4:58 minutes
Filmed in Morocco, the film Atlas by Karthik Pandian continues his investigation into history, site and monument. The film explores fundamental notions of movement, freedom and the cinematic imaginary through the figure of the camel. Rather than focusing on the Moroccan patrimonial landscape, which is itself full of simulations and fantasies conjured for the touristic imagination, Pandian shot the video in Ouarzazate, Hollywood’s go-to location to stage the desert — from Lawrence of Arabia to The Mummy. Littered with deteriorating sets constructed for films set in Jerusalem, ancient Egypt, Rome, Mecca… etc, the site portrayed in the video is itself disoriented, as Pandian collapses the distinction between set and location. Is it the Middle East? Is it the Western imagination of the Middle East? Is it a Moroccan fiction of the Middle East constructed for a Western gaze? In the video, camel ‘actors’ in custom-tailored costumes embroidered with American pennies and nickels, restlessly traverse the frame. Pandian’s stroboscopic editing of these sequences recall the flicker of Eadweard Muybridge’s 19th century animal locomotion studies, which focused photographic attention on the camel when it was first being introduced to the American West. The video also features an original score written for Pandian by renowned experimental composer Christian Wolff. The score, performed with coins, along with the embroidery on the costumes, summon the uneven exchanges – cultural, political, economic – that haunt the pursuit of liberty.

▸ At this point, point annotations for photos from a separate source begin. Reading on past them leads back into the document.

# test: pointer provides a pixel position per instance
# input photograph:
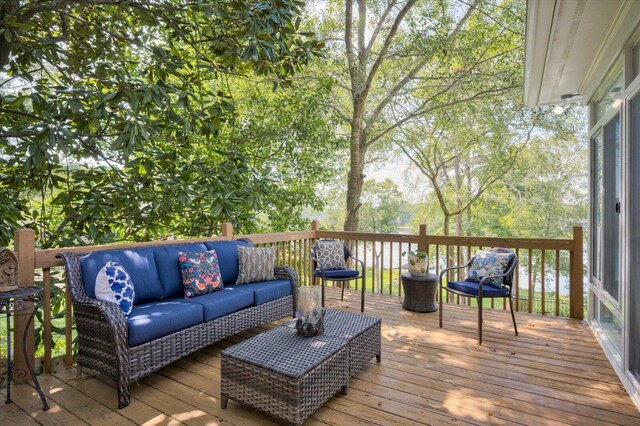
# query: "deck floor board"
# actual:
(554, 373)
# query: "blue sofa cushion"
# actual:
(158, 319)
(338, 273)
(166, 258)
(266, 291)
(139, 263)
(223, 302)
(227, 258)
(472, 288)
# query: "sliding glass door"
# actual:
(634, 237)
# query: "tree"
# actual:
(400, 51)
(117, 119)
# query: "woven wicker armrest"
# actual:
(287, 273)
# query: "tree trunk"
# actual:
(356, 169)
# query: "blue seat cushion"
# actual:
(166, 258)
(227, 258)
(224, 302)
(266, 291)
(139, 264)
(338, 273)
(157, 319)
(472, 288)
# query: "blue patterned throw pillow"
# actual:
(200, 273)
(487, 263)
(113, 284)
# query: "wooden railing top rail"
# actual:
(453, 240)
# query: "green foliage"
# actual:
(118, 120)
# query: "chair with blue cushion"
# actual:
(341, 275)
(484, 282)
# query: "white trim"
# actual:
(622, 28)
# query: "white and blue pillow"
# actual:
(113, 284)
(488, 263)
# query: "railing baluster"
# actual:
(542, 284)
(46, 337)
(557, 283)
(531, 285)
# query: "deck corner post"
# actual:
(227, 230)
(25, 250)
(422, 238)
(576, 286)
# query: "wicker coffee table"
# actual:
(285, 375)
(362, 332)
(288, 376)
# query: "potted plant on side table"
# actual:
(418, 263)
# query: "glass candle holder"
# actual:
(310, 314)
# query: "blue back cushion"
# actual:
(227, 257)
(139, 264)
(166, 258)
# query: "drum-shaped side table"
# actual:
(420, 292)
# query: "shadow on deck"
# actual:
(553, 373)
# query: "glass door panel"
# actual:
(611, 210)
(634, 237)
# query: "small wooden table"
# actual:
(420, 292)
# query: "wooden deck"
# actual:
(553, 373)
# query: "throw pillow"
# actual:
(256, 264)
(200, 273)
(330, 254)
(113, 284)
(487, 263)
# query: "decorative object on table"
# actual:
(341, 275)
(310, 313)
(420, 292)
(200, 273)
(113, 284)
(23, 299)
(488, 274)
(418, 263)
(255, 264)
(8, 265)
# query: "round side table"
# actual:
(12, 302)
(420, 292)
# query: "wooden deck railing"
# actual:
(542, 261)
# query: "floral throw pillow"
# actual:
(113, 284)
(256, 264)
(200, 273)
(330, 254)
(487, 263)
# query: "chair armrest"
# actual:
(287, 273)
(451, 268)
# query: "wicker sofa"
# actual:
(164, 326)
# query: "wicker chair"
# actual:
(479, 291)
(343, 276)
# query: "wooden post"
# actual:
(576, 284)
(25, 247)
(422, 238)
(315, 226)
(226, 229)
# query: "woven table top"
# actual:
(343, 324)
(281, 350)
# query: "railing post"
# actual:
(422, 238)
(226, 229)
(576, 283)
(25, 247)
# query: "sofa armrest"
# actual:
(99, 323)
(287, 273)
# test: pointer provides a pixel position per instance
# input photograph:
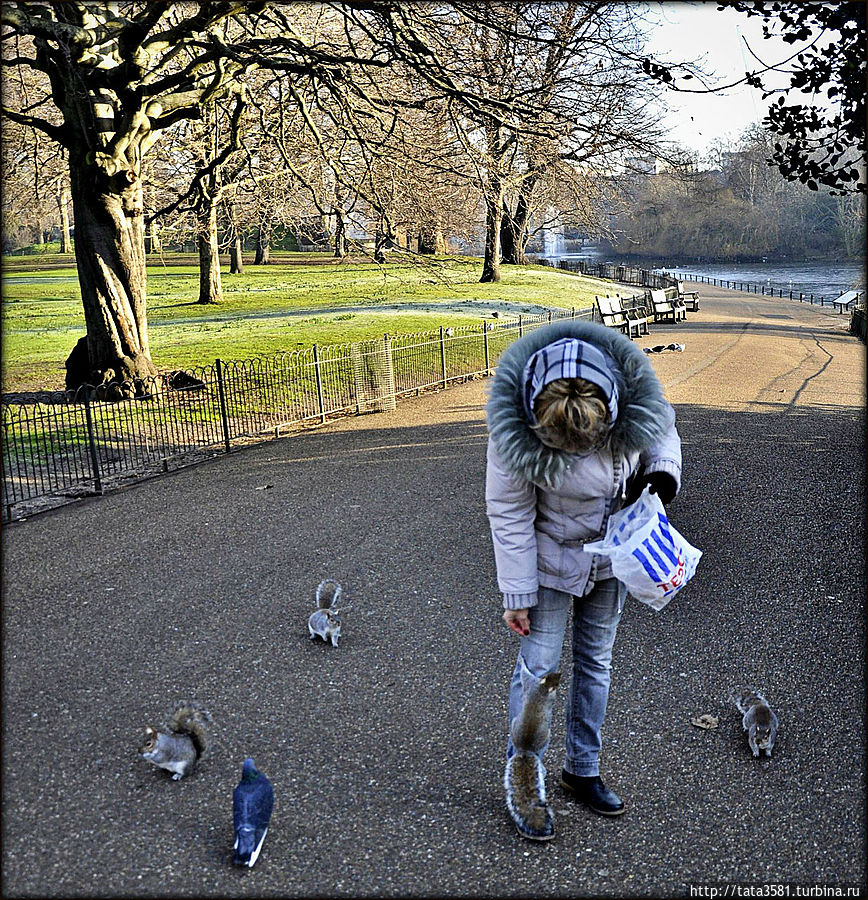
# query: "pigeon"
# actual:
(252, 801)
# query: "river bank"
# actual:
(826, 279)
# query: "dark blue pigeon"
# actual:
(252, 802)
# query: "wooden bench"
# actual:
(628, 319)
(846, 300)
(665, 309)
(690, 299)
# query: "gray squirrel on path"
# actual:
(759, 721)
(324, 621)
(524, 778)
(183, 745)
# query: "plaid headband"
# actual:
(568, 358)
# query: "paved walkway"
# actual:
(386, 754)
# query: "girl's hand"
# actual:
(518, 620)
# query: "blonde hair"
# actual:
(572, 415)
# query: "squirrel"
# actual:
(524, 778)
(179, 749)
(759, 721)
(324, 621)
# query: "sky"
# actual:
(700, 32)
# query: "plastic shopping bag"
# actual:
(648, 555)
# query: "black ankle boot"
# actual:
(591, 791)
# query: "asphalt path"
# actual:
(386, 754)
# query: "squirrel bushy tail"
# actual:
(524, 778)
(190, 718)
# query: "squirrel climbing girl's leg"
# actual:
(540, 653)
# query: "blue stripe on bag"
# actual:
(656, 557)
(652, 573)
(666, 546)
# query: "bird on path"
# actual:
(252, 802)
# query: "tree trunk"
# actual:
(210, 286)
(509, 239)
(110, 256)
(431, 241)
(514, 233)
(263, 245)
(236, 259)
(63, 206)
(493, 214)
(340, 236)
(381, 241)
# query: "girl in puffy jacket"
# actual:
(578, 425)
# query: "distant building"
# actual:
(645, 165)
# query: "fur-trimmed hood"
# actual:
(642, 417)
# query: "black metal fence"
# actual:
(613, 272)
(764, 290)
(77, 445)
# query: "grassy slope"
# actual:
(282, 306)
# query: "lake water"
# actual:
(822, 279)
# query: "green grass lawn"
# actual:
(295, 302)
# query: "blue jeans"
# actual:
(595, 621)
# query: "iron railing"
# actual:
(86, 443)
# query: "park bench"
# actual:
(614, 314)
(665, 309)
(846, 300)
(690, 299)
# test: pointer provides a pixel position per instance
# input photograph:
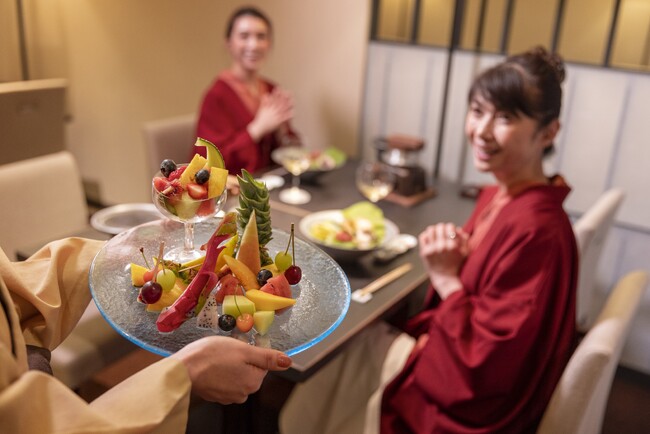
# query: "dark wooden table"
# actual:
(335, 190)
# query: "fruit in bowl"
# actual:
(191, 192)
(349, 233)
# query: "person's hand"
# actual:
(226, 370)
(443, 248)
(275, 109)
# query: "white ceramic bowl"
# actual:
(336, 252)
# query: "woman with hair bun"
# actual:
(498, 325)
(244, 114)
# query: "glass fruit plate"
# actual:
(322, 296)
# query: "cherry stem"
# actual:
(288, 243)
(293, 246)
(145, 258)
(161, 250)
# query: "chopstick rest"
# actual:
(364, 294)
(397, 246)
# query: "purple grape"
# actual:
(150, 292)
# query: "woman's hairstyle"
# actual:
(528, 83)
(247, 11)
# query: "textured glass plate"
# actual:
(322, 296)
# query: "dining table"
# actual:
(336, 189)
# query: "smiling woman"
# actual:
(245, 114)
(498, 324)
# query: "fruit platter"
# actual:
(255, 283)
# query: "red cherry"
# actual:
(293, 274)
(197, 192)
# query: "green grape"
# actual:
(166, 278)
(283, 260)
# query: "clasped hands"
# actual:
(275, 109)
(443, 249)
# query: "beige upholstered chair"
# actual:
(43, 199)
(580, 398)
(591, 232)
(46, 203)
(169, 138)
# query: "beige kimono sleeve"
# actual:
(42, 299)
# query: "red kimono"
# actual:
(223, 121)
(496, 348)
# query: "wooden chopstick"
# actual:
(386, 279)
(288, 209)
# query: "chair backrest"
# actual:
(169, 138)
(591, 231)
(43, 199)
(580, 397)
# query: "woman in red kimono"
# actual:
(242, 113)
(498, 326)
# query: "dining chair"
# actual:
(47, 203)
(578, 403)
(591, 231)
(169, 138)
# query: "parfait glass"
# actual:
(296, 160)
(181, 207)
(375, 180)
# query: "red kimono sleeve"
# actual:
(223, 120)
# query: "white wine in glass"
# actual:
(296, 160)
(375, 181)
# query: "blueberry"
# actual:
(227, 322)
(202, 176)
(263, 276)
(167, 167)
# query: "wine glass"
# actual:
(375, 180)
(181, 207)
(296, 160)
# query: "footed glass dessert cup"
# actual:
(177, 204)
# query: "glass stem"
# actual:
(189, 237)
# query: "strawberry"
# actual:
(228, 285)
(196, 191)
(160, 184)
(177, 173)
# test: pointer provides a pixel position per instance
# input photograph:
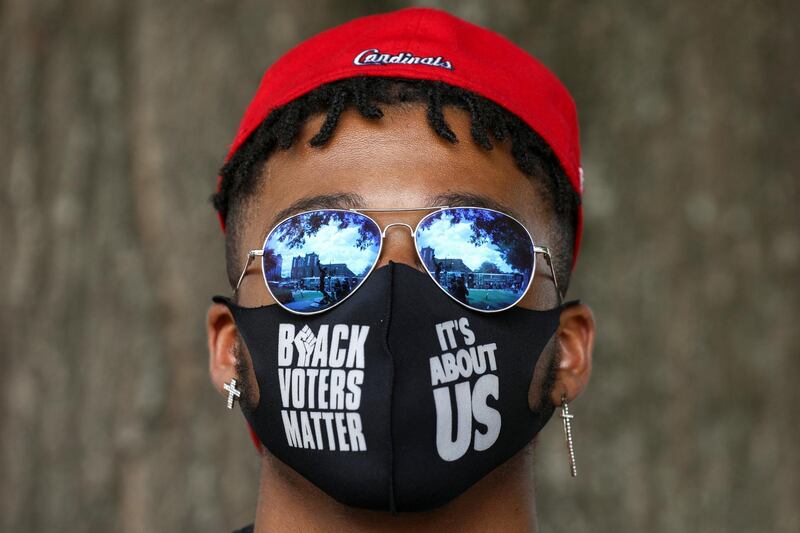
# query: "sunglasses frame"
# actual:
(252, 254)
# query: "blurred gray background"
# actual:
(115, 116)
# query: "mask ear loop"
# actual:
(545, 251)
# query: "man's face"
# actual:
(397, 161)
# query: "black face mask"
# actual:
(398, 399)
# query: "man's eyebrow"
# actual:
(340, 200)
(466, 199)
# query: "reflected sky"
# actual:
(331, 243)
(452, 241)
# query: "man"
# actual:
(399, 407)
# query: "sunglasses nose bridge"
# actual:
(386, 228)
(398, 248)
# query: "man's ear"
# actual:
(222, 339)
(575, 336)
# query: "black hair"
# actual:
(532, 155)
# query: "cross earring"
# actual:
(233, 392)
(568, 434)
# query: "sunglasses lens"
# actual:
(314, 260)
(480, 257)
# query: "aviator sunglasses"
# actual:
(482, 258)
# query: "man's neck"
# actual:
(502, 501)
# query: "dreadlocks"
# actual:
(531, 153)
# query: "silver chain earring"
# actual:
(233, 392)
(568, 434)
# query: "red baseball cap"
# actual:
(424, 43)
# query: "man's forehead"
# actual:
(396, 161)
(350, 200)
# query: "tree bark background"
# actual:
(115, 116)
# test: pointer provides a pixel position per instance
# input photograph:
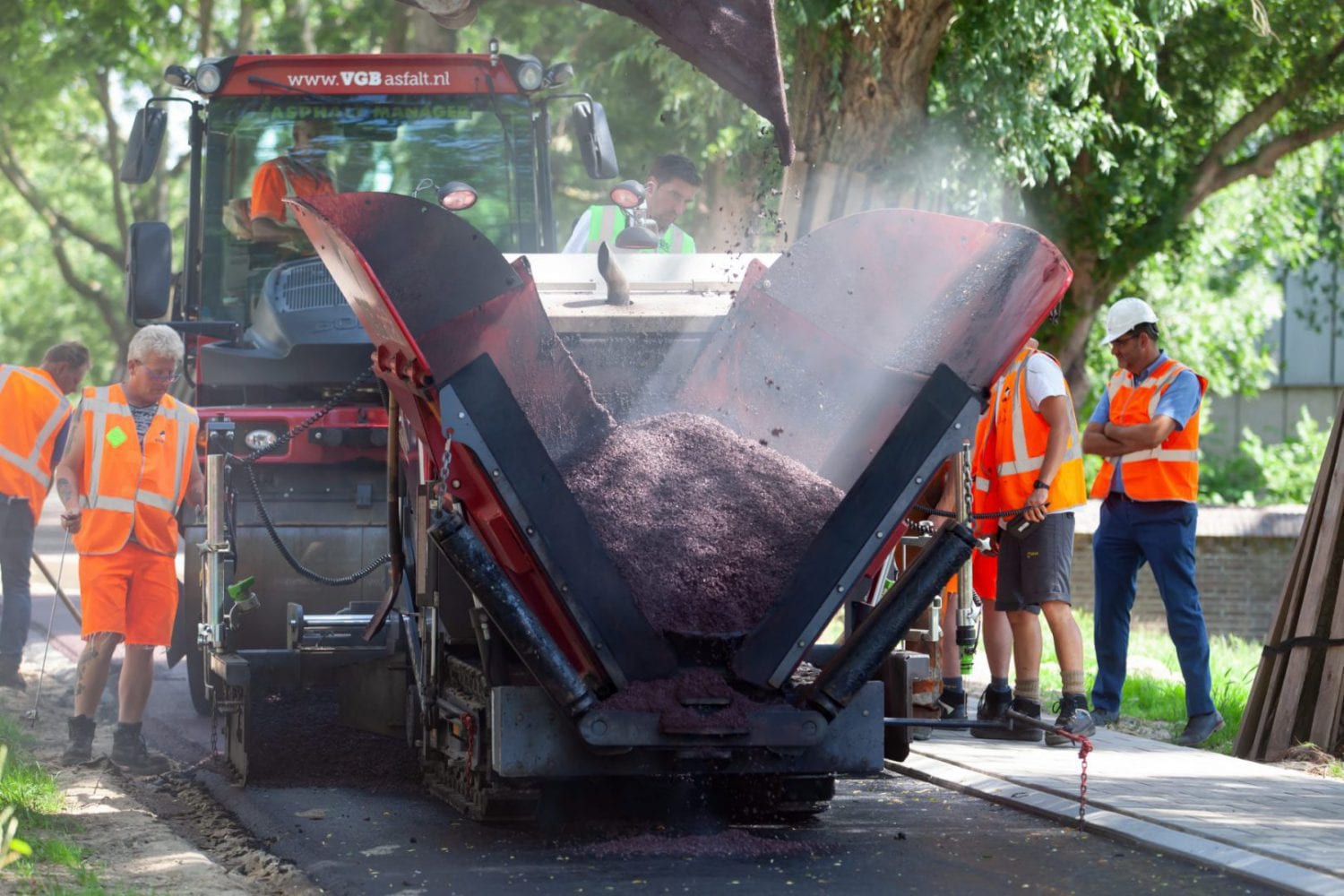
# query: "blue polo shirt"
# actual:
(1179, 402)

Los Angeles-born artist Karthik Pandian’s work explores our relationship to historical consciousness and the various ways in which we perceive and perform the past. Working across moving image, sculpture, performance, and film — having adopted the 16mm format inspired by ethnographic film — Pandian describes his work as being ‘concerned in particular with the way in which history lurks in matter.’ As such, he takes cues from the architecture and archaeology of sights, allowing the material history of objects and places to speak. Several of his videos and films in multimedia installations are accompanied by architectural structures or sculptural elements, that he often projects onto. In a notable work, Unearth (2011), for example, Pandian’s research of the Native American Cahokia culture and its ceremonial monuments resulted in films projected onto pillars made from ground soil taken from the research sites. Even though his work is research driven and has cultural references scattered throughout — in the forms of labyrinths, temples, and ancient structures among many others — Pandian’s interest is in the fictive possibilities that these representations from and of the past can carry. Through the play of time and materiality, and through a thought process that embraces ambivalence and opacity, the monuments and relics that Pandian captures become entangled in stroboscopic reverberations between past and present.